NO, I have no freakin' clue how they do that. But it works; they've done it.
It's like Schroedinger's cat which--ironically--was meant to be a refutation of quantum superposition but instead provides a very easily understood example. The search program applies superposition, then collapses the probability waveform, and there are your keys, in room 53.
And I realized, This has to be how the human brain does it.
It makes sense; there is no reason that biology cannot make use of quantum processes. In fact, not long ago I read something about the two halves of DNA nucleotides being held together with quantum entanglement.
How the brain does it, how brain chemistry is related to this function, how any of the things we know about the brain fit into this theory--I don't know. But I do know that it fits better than any other analogy we've come up with for how the brain sifts so rapidly through massive piles of data.
The brain doesn't just recognize patterns, though; the connection of a real-world object to its corresponding mental model brings with it instant access to everything the brain knows about that object: a fork is an eating utensil, usually metal but sometimes plastic or other materials. It's held so when used. It should be clean before it's used or put away. ("Clean": ....) It goes in this section of the drawer.
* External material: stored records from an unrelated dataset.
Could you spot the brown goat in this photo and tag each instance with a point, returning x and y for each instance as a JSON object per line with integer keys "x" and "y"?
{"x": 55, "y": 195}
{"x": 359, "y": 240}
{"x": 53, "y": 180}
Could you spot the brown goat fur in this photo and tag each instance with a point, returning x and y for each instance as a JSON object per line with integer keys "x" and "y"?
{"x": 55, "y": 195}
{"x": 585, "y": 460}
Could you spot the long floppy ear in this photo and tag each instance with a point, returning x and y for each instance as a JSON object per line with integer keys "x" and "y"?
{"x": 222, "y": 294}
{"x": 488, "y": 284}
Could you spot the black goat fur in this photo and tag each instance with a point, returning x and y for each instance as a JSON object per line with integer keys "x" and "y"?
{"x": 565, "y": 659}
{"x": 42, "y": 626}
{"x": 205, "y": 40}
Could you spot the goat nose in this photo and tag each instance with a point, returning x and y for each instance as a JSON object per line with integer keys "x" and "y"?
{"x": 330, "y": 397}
Everything known about "fork" is instantly accessible because the brain remembers the entire gamut as a unit--not just its shape and size, but its usages, its care, its storage, composition, weight--everything; and this works so well that a typical human brain can even fit the known properties of the fork against novel situations: "Damn it, this stupid trim fastener won't come loose. What I need is a special tool...hey, I bet a fork will get it out." Presto; and the new use for the fork is stowed along with the other information for future reference. (There is now a fork in my toolbox for exactly this purpose, BTW, so I know of what I speak.)
So to go back to our robot: now the robot can sort silverware pretty quickly. It selects a piece, sets up a quantum superposition, collapses it, determines that it's now holding spoon, and consults its internal database on spoon...and places the spoon in its proper place in the silverware drawer. Next up, knife....
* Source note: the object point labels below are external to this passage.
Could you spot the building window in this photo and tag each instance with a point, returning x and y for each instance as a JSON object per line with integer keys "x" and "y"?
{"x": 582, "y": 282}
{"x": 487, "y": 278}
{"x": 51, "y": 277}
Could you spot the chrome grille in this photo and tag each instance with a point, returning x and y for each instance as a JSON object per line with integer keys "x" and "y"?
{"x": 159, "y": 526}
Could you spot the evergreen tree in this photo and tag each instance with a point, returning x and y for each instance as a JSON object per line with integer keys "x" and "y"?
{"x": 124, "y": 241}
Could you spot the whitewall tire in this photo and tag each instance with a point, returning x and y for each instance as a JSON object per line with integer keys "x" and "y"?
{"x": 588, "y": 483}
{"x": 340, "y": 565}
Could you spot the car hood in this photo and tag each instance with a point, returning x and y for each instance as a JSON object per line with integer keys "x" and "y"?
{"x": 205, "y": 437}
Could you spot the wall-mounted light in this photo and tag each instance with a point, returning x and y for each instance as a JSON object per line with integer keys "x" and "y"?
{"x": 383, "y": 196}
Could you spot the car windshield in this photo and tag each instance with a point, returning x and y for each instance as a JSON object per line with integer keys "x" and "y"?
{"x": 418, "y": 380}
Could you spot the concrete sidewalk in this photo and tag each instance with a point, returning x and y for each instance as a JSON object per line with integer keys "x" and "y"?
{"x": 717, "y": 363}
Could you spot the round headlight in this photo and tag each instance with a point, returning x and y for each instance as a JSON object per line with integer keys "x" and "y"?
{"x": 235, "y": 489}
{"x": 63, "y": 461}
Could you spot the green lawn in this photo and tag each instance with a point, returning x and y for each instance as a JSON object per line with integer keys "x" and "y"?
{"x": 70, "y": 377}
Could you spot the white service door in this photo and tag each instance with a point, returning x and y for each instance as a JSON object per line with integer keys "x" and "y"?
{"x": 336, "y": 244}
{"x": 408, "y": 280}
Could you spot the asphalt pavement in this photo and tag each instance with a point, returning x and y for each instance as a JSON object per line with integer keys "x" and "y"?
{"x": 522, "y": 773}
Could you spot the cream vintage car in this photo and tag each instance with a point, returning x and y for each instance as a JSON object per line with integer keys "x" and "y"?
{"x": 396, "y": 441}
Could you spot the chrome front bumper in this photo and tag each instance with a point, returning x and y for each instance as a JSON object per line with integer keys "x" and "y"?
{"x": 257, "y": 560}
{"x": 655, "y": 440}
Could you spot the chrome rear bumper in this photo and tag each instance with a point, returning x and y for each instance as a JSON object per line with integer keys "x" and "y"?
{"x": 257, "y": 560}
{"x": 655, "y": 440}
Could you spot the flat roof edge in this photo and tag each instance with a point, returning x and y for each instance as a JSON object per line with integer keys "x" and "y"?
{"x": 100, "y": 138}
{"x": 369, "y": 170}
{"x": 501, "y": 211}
Without an entirely new computational paradigm, the robot's memory won't work precisely like that of a human's; but it doesn't need to, because our processor technology operates incredibly faster than the human brain does. The hard part is pattern recognition; get that out of the way and a multiprocessor or two running at 3 GHz is enough computing power to handle the rest.
* * *
As an aside: one of the holy grails of automation is the self-driving car. You'd pull out onto the highway and tell your car, "You drive for a while," and then take a nap or pull out a book or watch TV or whatever. But it's not easy to accomplish, because there are all kinds of things you can run into, and it's not easy to get a computer to tell the difference between road and not-road.
The technology is much better now than it was 25 years ago: back then a self-driving machine could only move at a few miles an hour and it required a complex video scanning system. Now they can make it work at highway speed with regular video cameras. And it still relies on edge detection and figuring out where the road is and keeping the car's position within a certain set tolerance of those edges. But it's still not quite ready for mass production, because it still makes mistakes; and it won't be ready until it can do the right thing every time.
Faster computers have given these systems the ability to do their pattern recognition at a really high speed, but it's not quite good enough; drop it into a novel situation and its only options are to alert the human at the wheel to take over, or do a panic stop, or both. If the "novel situation" is a cow in the roadway, it's not going to do the cow much good. (Or you, or the guy behind you.)
* * *
This is the kind of stuff I think about when I'm trying to get to sleep.